HB 265 is legislation proposing the return of voting rights to thousands of people with past felony convictions, along with those on parole or probation, according to the Advancement Project — a national, multi-racial civil rights organization. The original grassroots push came from Voice of the Experienced (VOTE) to get Louisiana residents to push for this reform.

This is the latest news in a pattern of renewed athlete activism. Other members of the Player’s Coalition have also endorsed or given word-of-mouth support of legislation recently. Seahawks receiver Doug Baldwin addressed the Washington State legislation in February regarding Initiative 940, aimed at improving police training in the state. Eagles safety Malcolm Jenkins has supported Pennsylvania’s Clean Slate Act which has been moving steadily through state legislature. Jenkins, retired player Donte Stallworth, retired receiver Anquan Boldin, and Texans cornerback Johnson Bademosi have visited Congress to discuss and support federal, bipartisan legislation.

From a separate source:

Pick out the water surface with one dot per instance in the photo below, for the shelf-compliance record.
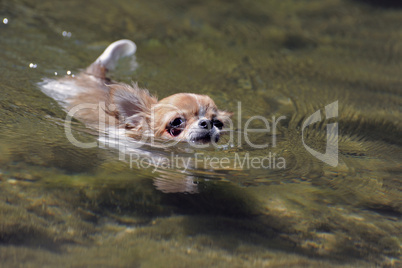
(61, 205)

SB Nation has obtained the letter from Davis — a member of the Player’s Coalition — and Watson in its entirety, and it is presented below.

To: Louisiana State Legislature

Senate & Government Affairs Committee

RE: HB265 Voting Rights May 15, 2018

Dear Chairwoman Carter-Peterson and Members of the Committee,

We, Benjamin Watson and Demario Davis, both live and work in Louisiana, home to both the greatest football team but also to the world’s highest incarceration rate. We have both spent the last several years learning about the criminal justice system and advocating for reform. We have sat in courts, met with police, met with impacted communities and advocated in legislatures and with prosecutors for change. As in so many other states, what we have seen in Louisiana has been more than concerning.

As athletes and community activists, we have been particularly struck by the way our system continues punishing people long after they have served their time – sometimes through extensive supervision, but here, in Louisiana, through felon disenfranchisement. People can return to their community, own businesses, become faith leaders, but they cannot exercise the most fundamental right: the right to express political will at the ballot box. This right is fundamental to personhood and to democracy. It is how we hold elected officials accountable to all of the community, not just a select few. We should not take it away after someone has already paid their debt to society.

We therefore write to extend our deepest support for a bill (HB 265) that will restore the most fundamental right of democracy to thousands of people in Louisiana. Voting is essential to individual citizenship, human dignity, and collective democracy. The legislature should pass this bill with all speed.

As Americans and Christians, we believe in justice, forgiveness, and restoration. We are also students and devotees of the long legacy of Civil Rights struggle. That is why we are working on issues of mass incarceration and reentry, and are determined to work on these issues in our home of Louisiana. Felon disenfranchisement is part of our country’s ugly racist legacy, a sinister law that harkens back to a time where this country did all it could to keep Americans of African descent from expressing a fundamental freedom. Louisiana need not have this stain on its conscience.

The criminal justice system’s goal is to hold people accountable, but it is not to deliver what for some is a lifetime of disenfranchisement. The criminal justice system, in other words, should not keep voices from democratic participation.

As professional athletes, we are blessed to have a platform that allows us to yield our loud voices for change. We choose to use this platform now to request that you restore the right tovote to those who also live, work, and make change daily in our community. Keeping this most fundamental right from those because of one mistake is undemocratic, unfair, and inhumane.

Thank you.

Benjamin Watson Demario Davis

The bill was passed in the Louisiana House of Representatives last week, and is expected to go to a vote in the state Senate tomorrow.